Backups are a necessity of digital life. The more frequently you make them, the better you’ll be. Of course, the more files you have, the bigger your backups will be. Quite often, however, what matters is not the total size of your backup, but the maximum size of each of its parts. In other words, it’s often not a problem if a complete system backup consists of 100 archive files, as long as none of them is bigger than X bytes.

The general reason for this is obvious: imposing a maximum size on each archive guarantees that all of them will fit on whatever backup media is available.
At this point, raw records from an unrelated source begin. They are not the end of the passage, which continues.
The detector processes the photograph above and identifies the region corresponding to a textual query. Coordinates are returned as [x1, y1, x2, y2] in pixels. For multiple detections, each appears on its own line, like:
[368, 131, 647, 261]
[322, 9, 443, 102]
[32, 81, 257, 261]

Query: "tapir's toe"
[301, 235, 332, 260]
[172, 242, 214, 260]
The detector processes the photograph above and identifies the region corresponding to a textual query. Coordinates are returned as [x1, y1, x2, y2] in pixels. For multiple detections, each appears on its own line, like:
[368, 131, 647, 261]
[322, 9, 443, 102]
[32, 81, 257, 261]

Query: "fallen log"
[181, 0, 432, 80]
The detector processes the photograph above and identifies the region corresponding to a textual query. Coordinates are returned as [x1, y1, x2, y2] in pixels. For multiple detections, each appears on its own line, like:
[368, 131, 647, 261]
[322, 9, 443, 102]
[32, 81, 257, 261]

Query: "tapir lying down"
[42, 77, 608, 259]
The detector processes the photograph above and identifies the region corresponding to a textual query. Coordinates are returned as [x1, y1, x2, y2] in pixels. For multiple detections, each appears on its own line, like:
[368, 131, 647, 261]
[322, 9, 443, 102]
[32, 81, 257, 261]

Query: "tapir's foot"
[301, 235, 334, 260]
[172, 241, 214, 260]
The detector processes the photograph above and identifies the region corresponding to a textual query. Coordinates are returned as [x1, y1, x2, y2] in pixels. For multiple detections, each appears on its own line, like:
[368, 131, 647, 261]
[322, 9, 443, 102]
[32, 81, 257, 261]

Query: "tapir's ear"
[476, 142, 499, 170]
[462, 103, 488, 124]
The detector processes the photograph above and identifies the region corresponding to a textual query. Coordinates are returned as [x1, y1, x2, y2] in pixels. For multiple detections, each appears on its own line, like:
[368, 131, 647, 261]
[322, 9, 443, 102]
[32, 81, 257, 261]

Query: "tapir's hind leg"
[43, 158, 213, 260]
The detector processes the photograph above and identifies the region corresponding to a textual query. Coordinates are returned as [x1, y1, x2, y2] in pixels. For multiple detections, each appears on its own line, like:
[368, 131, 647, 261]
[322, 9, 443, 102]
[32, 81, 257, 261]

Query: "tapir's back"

In the old days when, as Linus says, “men were men and wrote their own drivers”, the maximum size was 1.44 MB, if you wanted to fit every single tar archive on one floppy. Later on, the limit jumped to 700 MB with the arrival of CDs, and then to several GB with DVD drives. The advent of USB keys further increased the average size of backup devices but, paradoxically, lowered the maximum size of each archive file (at least for a while): if you wanted your key to be surely readable by any computer in which you may plug it, it had to use file systems with a maximum file size of 2 GB.

Imposing certain limits can be quite handy even in these times of cloud computing. It will, for example, help you to automatically distribute your backups over several free online storage services with limited space. I’ve heard of people who get a Gmail address just to have online backups (as attachments to email they send to themselves) that are surely available even when Dropbox and friends are blocked or monitored (it happens, in certain companies): in those cases, making sure that attachments never exceed some predefined size helps to send email to those accounts, even through servers that refuse to handle very large messages.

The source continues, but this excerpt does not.